Australia: police bust money laundering scheme involving pokies

Three people have been charged with money laundering by the Australian Federal Police.
Three people have been charged with money laundering by the Australian Federal Police.

A greyhound track in Melbourne was raided by police for allegedly laundering AU$4.7m through pokie machines.

Australia.- The Australian Federal Police (AFP) claim to have dismantled a money laundering operation that used slot machines. Three people are being investigated.

According to, money was laundered through the cash purchase of winning jackpots from patrons at Greyhounds Entertainment in Springvale. The buyers then deposited the winning cheques into a bank and attributed them as legitimate gambling winnings to conceal their origins.

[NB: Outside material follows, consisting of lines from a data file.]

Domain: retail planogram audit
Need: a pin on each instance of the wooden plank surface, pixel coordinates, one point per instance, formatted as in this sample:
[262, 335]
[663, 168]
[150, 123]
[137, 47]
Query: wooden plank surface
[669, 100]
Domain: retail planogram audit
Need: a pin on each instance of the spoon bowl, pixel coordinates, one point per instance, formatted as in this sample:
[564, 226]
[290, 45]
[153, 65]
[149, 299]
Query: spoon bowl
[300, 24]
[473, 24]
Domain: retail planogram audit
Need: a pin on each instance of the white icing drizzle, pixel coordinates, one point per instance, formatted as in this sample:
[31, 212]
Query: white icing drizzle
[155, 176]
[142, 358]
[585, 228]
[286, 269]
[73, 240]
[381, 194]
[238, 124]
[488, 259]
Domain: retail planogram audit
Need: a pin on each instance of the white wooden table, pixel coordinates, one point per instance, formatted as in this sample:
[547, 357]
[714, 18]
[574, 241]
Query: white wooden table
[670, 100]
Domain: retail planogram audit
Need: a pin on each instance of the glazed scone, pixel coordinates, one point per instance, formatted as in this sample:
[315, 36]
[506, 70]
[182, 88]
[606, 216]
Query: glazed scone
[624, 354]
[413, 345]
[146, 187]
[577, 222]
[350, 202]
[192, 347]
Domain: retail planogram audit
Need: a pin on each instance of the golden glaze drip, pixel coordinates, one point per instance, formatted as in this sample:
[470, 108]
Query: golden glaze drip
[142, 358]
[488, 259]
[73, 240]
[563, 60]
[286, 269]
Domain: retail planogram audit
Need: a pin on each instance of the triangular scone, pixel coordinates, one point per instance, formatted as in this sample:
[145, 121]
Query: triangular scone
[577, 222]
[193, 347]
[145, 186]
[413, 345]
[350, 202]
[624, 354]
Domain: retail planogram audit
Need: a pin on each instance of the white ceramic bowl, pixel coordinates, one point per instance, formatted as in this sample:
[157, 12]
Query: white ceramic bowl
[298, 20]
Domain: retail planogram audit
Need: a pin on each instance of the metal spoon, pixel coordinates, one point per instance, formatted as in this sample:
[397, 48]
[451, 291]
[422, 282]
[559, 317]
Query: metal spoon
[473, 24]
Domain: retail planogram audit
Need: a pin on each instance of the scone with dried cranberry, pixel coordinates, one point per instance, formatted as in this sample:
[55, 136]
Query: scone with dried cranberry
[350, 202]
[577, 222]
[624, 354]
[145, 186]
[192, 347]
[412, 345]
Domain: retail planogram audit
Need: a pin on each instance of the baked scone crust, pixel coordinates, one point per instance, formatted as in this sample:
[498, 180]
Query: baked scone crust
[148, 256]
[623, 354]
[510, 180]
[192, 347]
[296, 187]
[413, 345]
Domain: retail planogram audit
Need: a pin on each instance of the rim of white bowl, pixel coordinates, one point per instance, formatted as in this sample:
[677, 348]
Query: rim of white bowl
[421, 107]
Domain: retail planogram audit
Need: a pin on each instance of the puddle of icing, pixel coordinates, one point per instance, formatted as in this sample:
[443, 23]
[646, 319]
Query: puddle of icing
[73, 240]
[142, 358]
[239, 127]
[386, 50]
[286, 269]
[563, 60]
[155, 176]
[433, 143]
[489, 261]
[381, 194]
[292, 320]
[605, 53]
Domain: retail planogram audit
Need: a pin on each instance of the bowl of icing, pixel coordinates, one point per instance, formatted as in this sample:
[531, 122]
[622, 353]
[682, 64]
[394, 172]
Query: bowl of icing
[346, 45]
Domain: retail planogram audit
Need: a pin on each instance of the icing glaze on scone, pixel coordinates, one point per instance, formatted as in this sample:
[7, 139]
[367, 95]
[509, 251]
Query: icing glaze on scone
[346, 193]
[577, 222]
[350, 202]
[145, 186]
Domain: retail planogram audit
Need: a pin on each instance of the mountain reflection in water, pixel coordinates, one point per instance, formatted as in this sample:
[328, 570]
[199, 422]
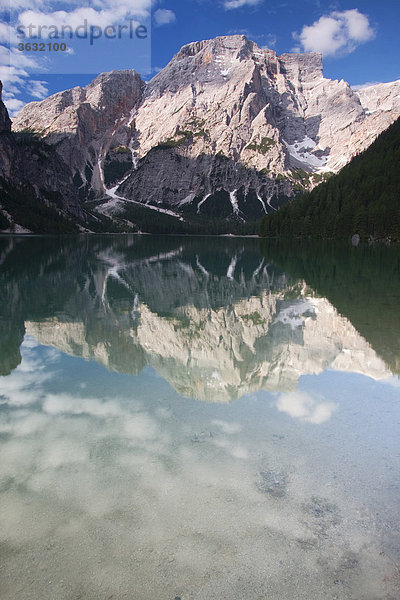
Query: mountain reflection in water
[118, 483]
[217, 318]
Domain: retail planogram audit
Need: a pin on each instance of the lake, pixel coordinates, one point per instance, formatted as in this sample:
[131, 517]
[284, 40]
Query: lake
[198, 418]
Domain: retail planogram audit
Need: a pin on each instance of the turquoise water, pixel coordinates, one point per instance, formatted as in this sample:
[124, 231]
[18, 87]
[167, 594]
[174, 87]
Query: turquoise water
[198, 418]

The investigation, conducted in conjunction with AUSTRAC, the Victorian Gambling & Casino Control Commission and NAB, detected an abnormally high number of cheques between November 2021 and June 2022 when compared to other gaming venues. About 73 per cent of them, worth more than AU$4.7m, were sent to a group of customers suspected of being linked to money laundering.

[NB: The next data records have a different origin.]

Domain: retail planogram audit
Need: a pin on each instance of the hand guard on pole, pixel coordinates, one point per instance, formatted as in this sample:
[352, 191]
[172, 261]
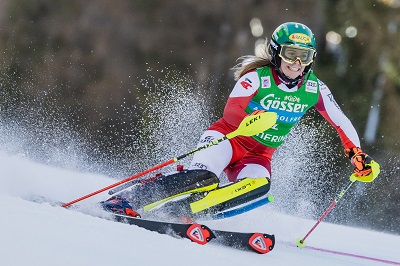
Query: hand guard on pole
[365, 168]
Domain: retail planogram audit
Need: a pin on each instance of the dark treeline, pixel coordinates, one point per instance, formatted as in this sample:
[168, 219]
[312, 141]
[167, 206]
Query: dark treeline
[81, 64]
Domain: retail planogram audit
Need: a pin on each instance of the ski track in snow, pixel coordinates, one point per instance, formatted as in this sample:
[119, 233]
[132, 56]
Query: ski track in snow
[40, 234]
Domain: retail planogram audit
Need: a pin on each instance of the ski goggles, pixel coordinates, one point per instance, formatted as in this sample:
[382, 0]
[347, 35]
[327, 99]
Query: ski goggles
[291, 54]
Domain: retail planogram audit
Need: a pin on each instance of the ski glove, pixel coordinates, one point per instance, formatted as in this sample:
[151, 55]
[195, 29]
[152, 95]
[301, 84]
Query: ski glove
[360, 160]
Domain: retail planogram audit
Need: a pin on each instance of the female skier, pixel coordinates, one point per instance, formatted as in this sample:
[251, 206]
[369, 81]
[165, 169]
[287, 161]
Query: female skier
[282, 82]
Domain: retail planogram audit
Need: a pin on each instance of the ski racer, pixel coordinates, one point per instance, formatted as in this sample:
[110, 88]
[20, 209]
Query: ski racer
[283, 82]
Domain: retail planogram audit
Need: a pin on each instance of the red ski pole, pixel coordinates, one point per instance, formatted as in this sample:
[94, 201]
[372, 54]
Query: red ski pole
[251, 125]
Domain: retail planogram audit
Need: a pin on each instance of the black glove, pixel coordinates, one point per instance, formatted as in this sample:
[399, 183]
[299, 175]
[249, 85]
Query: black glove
[359, 160]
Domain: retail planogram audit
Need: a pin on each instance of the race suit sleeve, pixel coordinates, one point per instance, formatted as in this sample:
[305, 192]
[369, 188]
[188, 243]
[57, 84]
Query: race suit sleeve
[331, 111]
[243, 91]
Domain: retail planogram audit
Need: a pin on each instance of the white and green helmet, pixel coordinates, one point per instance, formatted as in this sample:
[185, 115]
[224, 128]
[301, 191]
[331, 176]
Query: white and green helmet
[293, 41]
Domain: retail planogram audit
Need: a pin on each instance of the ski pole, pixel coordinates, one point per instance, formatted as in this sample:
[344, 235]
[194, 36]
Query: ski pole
[301, 242]
[251, 125]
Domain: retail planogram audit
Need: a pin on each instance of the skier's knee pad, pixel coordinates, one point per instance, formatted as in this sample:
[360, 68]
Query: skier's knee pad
[175, 184]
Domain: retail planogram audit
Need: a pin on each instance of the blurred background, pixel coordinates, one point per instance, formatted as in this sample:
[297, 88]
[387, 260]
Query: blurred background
[114, 87]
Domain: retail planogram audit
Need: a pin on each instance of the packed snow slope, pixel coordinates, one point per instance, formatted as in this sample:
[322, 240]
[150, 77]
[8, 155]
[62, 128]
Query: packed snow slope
[40, 234]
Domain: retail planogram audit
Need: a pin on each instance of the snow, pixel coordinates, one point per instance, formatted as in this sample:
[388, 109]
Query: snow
[40, 234]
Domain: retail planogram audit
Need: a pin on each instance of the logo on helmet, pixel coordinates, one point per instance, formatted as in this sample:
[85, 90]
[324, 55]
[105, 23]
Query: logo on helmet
[300, 37]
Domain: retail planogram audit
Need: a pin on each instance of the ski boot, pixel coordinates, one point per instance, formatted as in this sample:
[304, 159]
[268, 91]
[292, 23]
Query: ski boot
[119, 205]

The suspected leader of the group, a 49-year-old woman from Springvale South, was arrested on Tuesday. The suspected “key brokers”, a 63-year-old man and 61-year-old woman from Noble Park, have also been arrested. The trio will appear in Melbourne Magistrates Court on Thursday (September 8). The maximum penalty for money laundering is 20 years in prison.

Raegan Stewart, AFP acting assistant commissioner, said: “Licensed clubs and gaming venues should already be on notice that they are a significant risk for money laundering activities, and are often misused by individuals for criminal intent.

“Police target those seeking to profit from selling drugs or stealing from law-abiding citizens, but venues are reminded they cannot turn a blind eye to criminal activity – the risk and consequences for our communities are too high.”

Stewart did not rule out making any additional arrests among those who allegedly sold their winning jackpots. Annette Kimmitt, VGCCC chief executive, added that over the last 18 months, Greyhounds Entertainment accounted for 13 per cent of cheques issued by licensed venues in the state.

She said: “There‘s nothing to indicate that the shareholders of this venue are involved at this stage. But investigations are ongoing into the venue itself and its staff.”